Mas esta semana, o jornal Valor Econômico divulgou uma notícia que joga por terra toda a crítica que se fazia ao Bolsa Família: desde a criação, no fim de 2003, até setembro deste ano, 2 milhões e 227 mil famílias, famílias deixaram de receber as transferências de renda do governo federal porque aumentaram sua renda per capita. O pagamento do benefício era destinado a grupos com renda mensal de até R$ 70 por pessoa ou rendimento individual mensal entre R$ 70 e R$ 140.

Nas contas do Ministério do Desenvolvimento Social (MDS), estes 2,2 milhões de famílias foram beneficiadas pela atual política de valorização do salário mínimo. Ao conseguir um trabalho formal elas podem ser identificadas pelos gestores municipais ou a partir da base de dados da Relação Anual de Informações Sociais (Rais), do Ministério do Trabalho. Além disso, também se destacam pequenos empreendedores que montaram negócios e quem foi alcançado pela aposentadoria rural ou pelo Benefício de Prestação Continuada da Assistência Social (BPC), que pagam um salário mínimo para ex-trabalhadores rurais, idosos e deficientes.

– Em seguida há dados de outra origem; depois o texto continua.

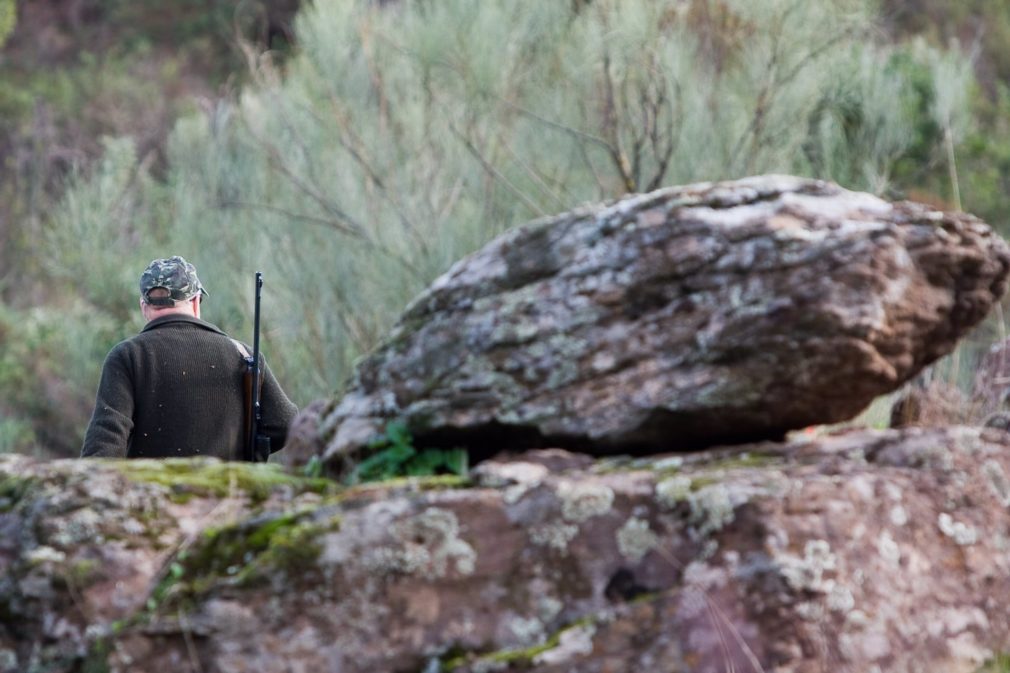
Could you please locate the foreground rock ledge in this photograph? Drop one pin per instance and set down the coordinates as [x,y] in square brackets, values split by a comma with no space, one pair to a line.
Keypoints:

Para o deputado Elvino Bohn Gass (PT/RS), “os números comprovam três coisas: que Dilma está no caminho certo ao continuar valorizando o salário mínimo, ampliar o Bolsa Família e garantir a Previdência Rural; que as homenagens que se faz, mundo afora, ao ex-presidente Lula são mais do que justas porque sempre referem um homem que mudou para melhor a vida de seu povo; e que a oposição deve engolir o preconceito. Sim, porque quem questionava o Bolsa Família dizendo que o benefício acomodaria as pessoas, estava, na verdade, chamando o povo de  

vagabundo. Aliás, parece que este preconceito vem de longe, visto que o próprio ex-presidente FHC certa vez sugeriu que os aposentados brasileiros também eram vagabundos. Ora, o Bolsa Família é um benefício inicial, que concede uma mínima condição para que o cidadão recomece sua vida. E está provado que funciona”, diz Bohn Gass.

Para Tiago Falcão, secretário nacional de Renda de Cidadania do MDS, diz quer “o Bolsa e outros programas de transferência de renda [previdência rural e BPC] chegaram definitivamente aos mais pobres, permitindo principalmente o aumento da renda do trabalho de forma combinada. Por isso tivemos efeitos interessantes na saída da pobreza."